ANKARA - Turkey's central bank surprised markets on Thursday by cutting its main interest rate by 4.25 percentage points, less than a month after its governor was sacked.
The bank said the one-week repo rate was lowered to 19.75 percent from 24 percent, a bigger cut than the two or three percentage points the markets had been expecting.
Governor Murat Cetinkaya was fired on July 6, having reportedly clashed with President Recep Tayyip Erdogan who opposes high interest rates, and replaced with his deputy, Murat Uysal.
Contrary to orthodox economic thinking, Erdogan claims high interest rates cause high inflation and is calling for lower rates to stimulate growth.
Explaining the decision, the bank said that recent data "indicate a moderate recovery in the economic activity" and pointed to "strong tourism revenues".
The bank said the price outlook "continued to improve" after consumer price inflation fell to 15.72 percent in June from after a 15-year peak of 25.24 percent in October.

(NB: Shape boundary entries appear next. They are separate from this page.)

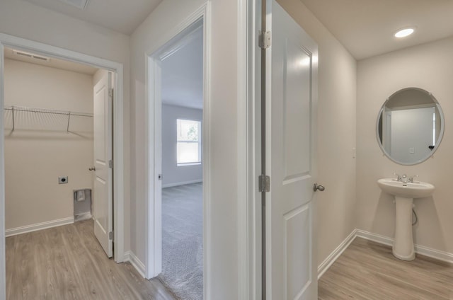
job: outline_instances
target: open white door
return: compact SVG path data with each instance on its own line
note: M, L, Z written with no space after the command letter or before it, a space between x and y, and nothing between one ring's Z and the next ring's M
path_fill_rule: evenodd
M112 192L112 89L107 72L94 86L94 234L107 256L113 255ZM111 234L111 236L110 236Z
M318 47L275 0L266 6L266 297L313 300Z

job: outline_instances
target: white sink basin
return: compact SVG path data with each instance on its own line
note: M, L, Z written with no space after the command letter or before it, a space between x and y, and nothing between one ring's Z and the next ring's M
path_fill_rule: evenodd
M403 183L394 178L382 178L377 180L381 190L390 195L403 198L424 198L432 195L435 187L430 183L415 182Z
M432 195L434 185L428 183L403 183L394 178L377 180L381 189L395 197L395 238L392 253L404 260L415 259L412 237L412 209L413 198Z

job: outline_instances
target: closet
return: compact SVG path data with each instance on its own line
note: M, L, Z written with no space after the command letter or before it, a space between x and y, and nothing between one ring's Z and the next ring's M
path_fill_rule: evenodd
M100 71L42 57L5 49L6 236L73 222L74 191L93 189Z

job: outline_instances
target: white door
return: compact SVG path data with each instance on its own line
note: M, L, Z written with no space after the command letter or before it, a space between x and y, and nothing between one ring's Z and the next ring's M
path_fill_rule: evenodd
M113 255L112 168L113 90L110 72L94 86L94 234L107 256ZM113 234L113 233L112 233Z
M266 296L314 300L318 47L275 1L268 8Z

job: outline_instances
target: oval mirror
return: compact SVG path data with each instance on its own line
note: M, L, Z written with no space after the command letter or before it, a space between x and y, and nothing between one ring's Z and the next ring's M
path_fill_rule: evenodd
M429 158L444 133L444 115L434 96L425 90L398 91L384 103L377 117L376 135L390 159L415 165Z

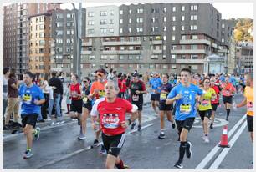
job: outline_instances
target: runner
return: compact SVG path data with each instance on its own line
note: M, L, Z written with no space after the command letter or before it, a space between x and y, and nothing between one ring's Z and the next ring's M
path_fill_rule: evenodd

The Bloomberg consensus was for a cut of 2.25 percentage points, but economists said there could be any cut ranging between half a percentage point and eight full percentage points.
The Turkish lira appeared to be stable since a cut of some kind was predicted, only falling by 0.24 percent to 5.69 against the US dollar.
Turkey's economy contracted by 2.6 percent in the first quarter of 2019, according to the Turkish statistic institute (TurkStat), after growth of 2.6 percent in 2018.